The journey, as Ethan Bolker has explained in his answer, consists of two or three segments: accelerate until you either reach top speed or there’s just enough distance remaining to stop the train, possibly cruise for a bit at top speed, then decelerate to a stop. So, we first find the distance required to accelerate the train from a standstill to its top speed: $$\frac12m v_{\text{max}}^2 = ma_a\Delta s_a \implies \Delta s_a = {v_{\text{max}}^2\over2a_a}.$$ (I’ll suppress the mass $m$ from here on since it will factor out of all of the equations.) Similarly, taking $a_b\gt0$, we have $$\Delta s_b = {v_{\text{max}}^2\over 2a_b}$$ for the distance required to stop the train from its maximum speed. The times it takes to traverse these distances are simply $v_{\text{max}}/a_a$ and $v_{\text{max}}/a_b$, respectively.

Now we need to turn to cases. If $\Delta s_a+\Delta s_b\le D$, then the train will hit its top speed before needing to decelerate. Using the above acceleration/deceleration times, the total time for the trip is therefore $${v_{\text{max}}\over a_a} + {D-\Delta s_a-\Delta s_b\over v_{\text{max}}} + {v_{\text{max}}\over a_b}. \tag{*}$$

On the other hand, if $\Delta s_a+\Delta s_b\gt D$, then the train needs to start braking before reaching top speed. We can find the transition point by equating the work done accelerating and decelerating: $$a_a \Delta s = a_b(D-\Delta s) \implies \Delta s = {a_b\over a_a+a_b}D.$$ The top speed that the train reaches is therefore $$v = \sqrt{2a_a\Delta s} = \sqrt{{2a_aa_b\over a_a+a_b}D}$$ and the total time for the trip is $v/a_a+v/a_b$.

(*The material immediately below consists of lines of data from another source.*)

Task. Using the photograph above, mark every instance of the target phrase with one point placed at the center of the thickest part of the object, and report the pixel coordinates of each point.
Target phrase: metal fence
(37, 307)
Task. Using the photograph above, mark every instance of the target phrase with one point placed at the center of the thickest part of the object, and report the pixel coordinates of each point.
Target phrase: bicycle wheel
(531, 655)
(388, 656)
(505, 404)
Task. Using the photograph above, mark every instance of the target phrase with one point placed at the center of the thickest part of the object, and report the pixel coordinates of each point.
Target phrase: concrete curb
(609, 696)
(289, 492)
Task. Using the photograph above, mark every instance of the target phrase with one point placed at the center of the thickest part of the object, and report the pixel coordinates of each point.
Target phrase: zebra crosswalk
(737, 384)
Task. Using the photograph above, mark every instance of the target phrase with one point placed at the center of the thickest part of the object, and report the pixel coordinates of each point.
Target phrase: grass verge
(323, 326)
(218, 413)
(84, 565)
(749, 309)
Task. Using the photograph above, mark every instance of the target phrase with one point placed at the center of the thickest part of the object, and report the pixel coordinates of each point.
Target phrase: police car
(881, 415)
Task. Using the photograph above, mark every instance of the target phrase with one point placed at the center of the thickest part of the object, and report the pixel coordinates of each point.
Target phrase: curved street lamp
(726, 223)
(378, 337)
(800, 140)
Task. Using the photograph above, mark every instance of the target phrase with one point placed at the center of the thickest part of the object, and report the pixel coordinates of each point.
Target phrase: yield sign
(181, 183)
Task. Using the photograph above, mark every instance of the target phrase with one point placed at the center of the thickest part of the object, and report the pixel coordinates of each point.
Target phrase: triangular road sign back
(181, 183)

If you like, you can hide this case analysis inside of $\min$ and $\max$ expressions in formula (*): instead of $v_{\text{max}}$ you’d use $\min\left(v_{\text{max}},v\right)$ and so on.

Note that none of this required any direct use of calculus. This is largely because all of the accelerations are uniform and come and go instantaneously. If the accelerations aren’t uniform, on the other hand, such as when they ramp up smoothly, you will likely need to bring some calculus to bear. You can still work in the energy/distance domain, and to compute transit times you can integrate the reciprocal of the speed. You’ll have improper integrals for the first and last segments of the trip, but if you’ve done everything correctly, these integrals will converge.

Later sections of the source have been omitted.